抗アレルギー薬の継続投与を必要とした好酸球性腹膜炎の一例

演題番号 : P-2-073

上田 恵理子:1、青木 克憲:1、依藤 秀樹:1、冨田 弘道:1、金子 哲也:1、和泉 雅章:1

1:関西労災病院 内科

 

【症例】60歳代男性【既往】ネフローゼ症候群(56年前) C型肝炎【経過】他院にて平成XX年C型肝炎治療時に腎機能障害(Cr2.3)指摘、3年後の7月腎機能悪化し、腎代替療法として腹膜透析を希望され当院紹介同年11月腹膜透析導入した。

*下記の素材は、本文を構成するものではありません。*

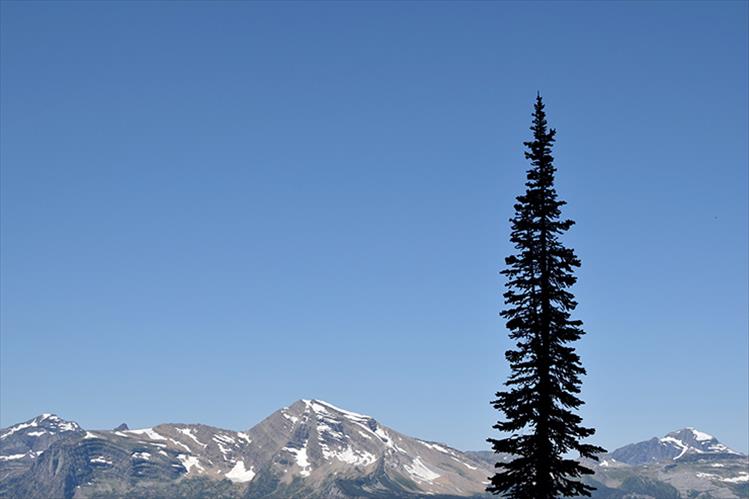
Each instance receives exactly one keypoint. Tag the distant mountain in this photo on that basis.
(685, 444)
(310, 449)
(313, 449)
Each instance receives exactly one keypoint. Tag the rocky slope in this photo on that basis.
(313, 449)
(309, 449)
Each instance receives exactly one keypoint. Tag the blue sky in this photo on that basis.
(210, 210)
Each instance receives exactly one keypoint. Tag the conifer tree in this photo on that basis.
(542, 390)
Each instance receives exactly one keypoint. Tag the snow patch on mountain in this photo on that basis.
(239, 474)
(147, 432)
(420, 472)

導入直後のPET検査では腹膜機能High Averageで中皮細胞診は白血球多数のため判定困難であったが排液は黄色透明であり経過観察とした。その翌年2月排液混濁あり。腹痛、発熱等の身体所見異常認めず、血液検査でもWBC/CRP上昇なく、末梢血好酸球増多・排液培養陰性・排液中の好酸球増加から感染性腹膜炎ではなく好酸球性腹膜炎と診断。C型肝炎合併のためステロイドではなくケトチフェンにて加療開始するも蕁麻疹のため中止、モンテルカストナトリウムへ変更。その後排液中及び血中好酸球減少し同剤を中止したが、排液混濁再燃したため投薬再開して腹膜透析を継続している。【結論】導入期以降に自然軽快せず残存する好酸球性腹膜炎で、モンテルカストナトリウム継続投与を要した症例を経験した。